But this utterance of the philosophers contains an unwarranted assumption, to wit, that whereas man’s capacity for intellectual abstraction is ever widening, his visual imagination is fixed and circumscribed. Here the philosophers are reckoning without the host, since our visualizing powers are determined for us not by them but by the men who paint. And this our visual imagination, thanks to those in whom it is creative, is also in perpetual growth, as unpredictable as the extension of thought.
Thus the art of the last half-century may well be schooling our eyes to live at ease with the new concepts forced upon our credulity by scientific reasoning. What we may be witnessing is the gradual condensation of abstract ideas into images that fall within the range of sensory imagination. Modern painting inures us to the aspect of a world housing not discrete forms but trajectories and vectors, lines of tension and strain. Form in the sense of solid substance melts away and resolves itself into dynamic process. Instead of bodies powered by muscle, or by gravity, we get energy propagating itself in the void. If, to the scientist, solidity and simple location are illusions born of the grossness of our senses, they are so also to the modern painter.
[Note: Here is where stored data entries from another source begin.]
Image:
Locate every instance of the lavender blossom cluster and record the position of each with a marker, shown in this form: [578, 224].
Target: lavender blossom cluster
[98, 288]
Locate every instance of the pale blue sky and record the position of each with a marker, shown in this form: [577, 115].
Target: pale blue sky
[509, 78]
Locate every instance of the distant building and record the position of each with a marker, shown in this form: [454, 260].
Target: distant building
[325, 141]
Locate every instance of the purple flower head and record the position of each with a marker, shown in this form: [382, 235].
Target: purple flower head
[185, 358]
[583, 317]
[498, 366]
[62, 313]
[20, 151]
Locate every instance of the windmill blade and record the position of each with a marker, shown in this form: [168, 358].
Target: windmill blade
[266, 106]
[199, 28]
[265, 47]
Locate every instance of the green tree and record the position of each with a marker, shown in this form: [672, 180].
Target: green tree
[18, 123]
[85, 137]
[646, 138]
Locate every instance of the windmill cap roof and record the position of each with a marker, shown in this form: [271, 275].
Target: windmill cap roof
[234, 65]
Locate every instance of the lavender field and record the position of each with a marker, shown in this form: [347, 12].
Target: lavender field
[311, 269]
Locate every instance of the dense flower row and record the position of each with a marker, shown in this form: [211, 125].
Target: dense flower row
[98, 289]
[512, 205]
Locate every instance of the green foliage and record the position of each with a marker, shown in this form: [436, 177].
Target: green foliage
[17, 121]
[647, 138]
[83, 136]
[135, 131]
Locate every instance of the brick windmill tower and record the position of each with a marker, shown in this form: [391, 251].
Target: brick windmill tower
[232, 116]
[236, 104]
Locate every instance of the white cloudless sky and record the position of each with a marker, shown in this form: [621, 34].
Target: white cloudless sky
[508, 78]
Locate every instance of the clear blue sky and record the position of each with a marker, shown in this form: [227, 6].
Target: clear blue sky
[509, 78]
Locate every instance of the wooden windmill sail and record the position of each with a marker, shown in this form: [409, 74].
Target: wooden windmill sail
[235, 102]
His canvases are fields of force; his shapes the transient aggregates of energies that seem impatient to be on their way.
… So much then for the dissolution of the solid in contemporary art; the substantial object has been activated into a continuing event. As for space, it is no longer a passive receptacle, wherein solid forms may disport themselves, as once they did in Renaissance or nineteenth-century art. In modern paintings — barring those which are nostalgic throwbacks to the past — space is an organic growth interacting with matter. There is a painting by Matta Echaurren, entitled Grave Situation, in which long tensile forms stretch through a space generated by their motion — a space which at the same time inflects the curvature of their path.